When faced with a system of linear equations such as:

• \(x + y + z = 0\)
• \(2x - y + 3z = 0\)
• \(x - z = 0\)

An excellent way to manage these equations is through the use of an augmented matrix. This is a compact and organized way to express the system by aligning all coefficients and constants. The augmented matrix combines the coefficients of variables and the constants in one graphical representation.
For example, the matrix for the equations above would be:\[\begin{bmatrix} 1 & 1 & 1 & | & 0 \ 2 & -1 & 3 & | & 0 \ 1 & 0 & -1 & | & 0 \end{bmatrix}\]Here, each row corresponds to an equation, and each column corresponds to the coefficients of a variable or the constants on the right-hand side.
Using an augmented matrix helps streamline solving processes like Gaussian elimination by capturing all necessary data in a concise form.

Row operations are the key actions we apply to transform an augmented matrix during Gaussian elimination.

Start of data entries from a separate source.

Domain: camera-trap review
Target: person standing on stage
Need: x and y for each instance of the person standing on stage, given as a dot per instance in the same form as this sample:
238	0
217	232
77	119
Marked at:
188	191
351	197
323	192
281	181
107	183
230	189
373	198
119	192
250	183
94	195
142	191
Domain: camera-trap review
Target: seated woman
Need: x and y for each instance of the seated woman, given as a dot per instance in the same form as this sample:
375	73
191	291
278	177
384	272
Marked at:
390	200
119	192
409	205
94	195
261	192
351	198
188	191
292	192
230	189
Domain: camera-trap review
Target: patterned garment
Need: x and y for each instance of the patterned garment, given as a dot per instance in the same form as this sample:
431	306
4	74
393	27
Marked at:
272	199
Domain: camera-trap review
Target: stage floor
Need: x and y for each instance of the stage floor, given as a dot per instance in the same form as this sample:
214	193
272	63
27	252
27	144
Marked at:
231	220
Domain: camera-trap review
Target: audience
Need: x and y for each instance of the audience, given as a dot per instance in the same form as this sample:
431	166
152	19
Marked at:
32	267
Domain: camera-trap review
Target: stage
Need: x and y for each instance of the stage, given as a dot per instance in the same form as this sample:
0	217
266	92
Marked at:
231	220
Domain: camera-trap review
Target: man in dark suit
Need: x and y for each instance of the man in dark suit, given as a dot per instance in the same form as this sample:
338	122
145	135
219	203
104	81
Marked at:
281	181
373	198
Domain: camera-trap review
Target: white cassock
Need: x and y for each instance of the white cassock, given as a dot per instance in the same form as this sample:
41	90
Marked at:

These operations are elementary, yet powerful, allowing us to systematically simplify the matrix while preserving the solution set. There are three main types of row operations:

• Swapping two rows
• Multiplying a row by a nonzero constant
• Adding or subtracting a multiple of one row from another

For instance, during our exercise, we performed operations like subtracting multiples of one row from another to eliminate specific coefficients.
This helps isolate variables column by column and aims at zeroing below pivotal numbers.For example, by subtracting Row 1 from Row 3, we eliminate the coefficient of \(x\) in Row 3, making the transformation:\[\begin{bmatrix} 1 & 1 & 1 & | & 0 \ 2 & -1 & 3 & | & 0 \ 0 & -1 & -2 & | & 0 \end{bmatrix}\]

Transforming a matrix into row-echelon form (REF) is a crucial step during Gaussian elimination. This form makes it easier to discern the values of variables through a structured triangular pattern of coefficients.
In row-echelon form, each non-zero row has a leading 1, and every leading 1 of a lower row appears to the right of the leading 1 of the row just above it. More importantly, all coefficients below these leading 1s are zero.
For instance, in our example, after applying necessary row operations, we achieved the matrix:\[\begin{bmatrix} 1 & 1 & 1 & | & 0 \ 0 & 1 & -\frac{1}{3} & | & 0 \ 0 & 0 & -\frac{7}{3} & | & 0 \end{bmatrix}\]This is row-echelon form. It simplifies back substitution, aiding in quickly finding the solution by addressing each row as an equation.

Once a matrix has been transformed into row-echelon form, the final step in Gaussian elimination is back substitution. This process involves solving for variables starting from the bottom-most row upward.
In our case, beginning with \(-\frac{7}{3}z = 0\), we find that \(z = 0\). With \(z\) known, we substitute back into prior rows to find each preceding variable. For Row 2, this means solving for \(y\):\[0 \cdot y - \frac{1}{3} \cdot 0 = 0 \Rightarrow y = 0\]Continuing the process, substitute both \(y = 0\) and \(z = 0\) back into Row 1 to find \(x\):\[x + 0 + 0 = 0 \Rightarrow x = 0\]Back substitution is crucial for drawing exact values for variables once the system has been simplified. This step assures that all solutions satisfy the original set of equations.